Paper Summary: Llama 2: Open Foundation and Fine-Tuned Chat Models
Last updated:Please note This post is mainly intended for my personal use. It is not peer-reviewed work and should not be taken as such.
WHAT
Updated version of LLaMA 1 (summary) with more data (still fully open), double the context size, and enhanced attention.
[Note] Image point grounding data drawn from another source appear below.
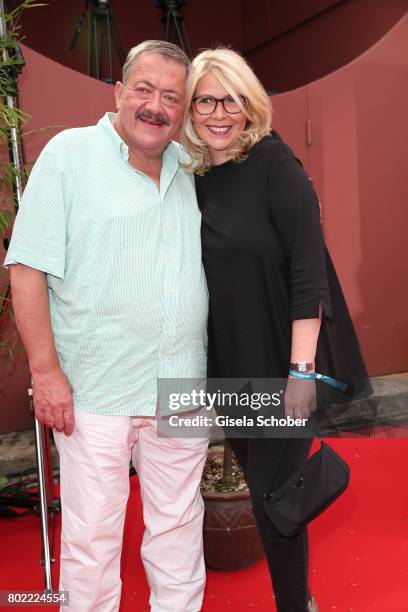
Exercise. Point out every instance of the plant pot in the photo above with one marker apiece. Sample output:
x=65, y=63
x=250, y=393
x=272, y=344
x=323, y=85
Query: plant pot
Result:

Two model variations are published: a vanilla LLM and an instruction-tuned version.
HOW
LLaMA-2: Similar to LLaMA-1, with 40% more data (only public data), better data cleaning and larger context. One epoch over the training data. Also, enhanced attention.
LLaMA-2-chat: SFT and RLHF instruction-tuning on top of LLaMA-2.
CLAIMS
Using a smaller but higher-quality preference dataset yields better results.
RLHF is responsible for most of the increase in instruction-following performance.
QUOTES
Small but high-quality instruction-following data for SFT: "We found that SFT annotations in the order of tens of thousands was (sic) enough to achieve a high-quality result. We stopped annotating SFT after collecting a total of 27,540 annotations"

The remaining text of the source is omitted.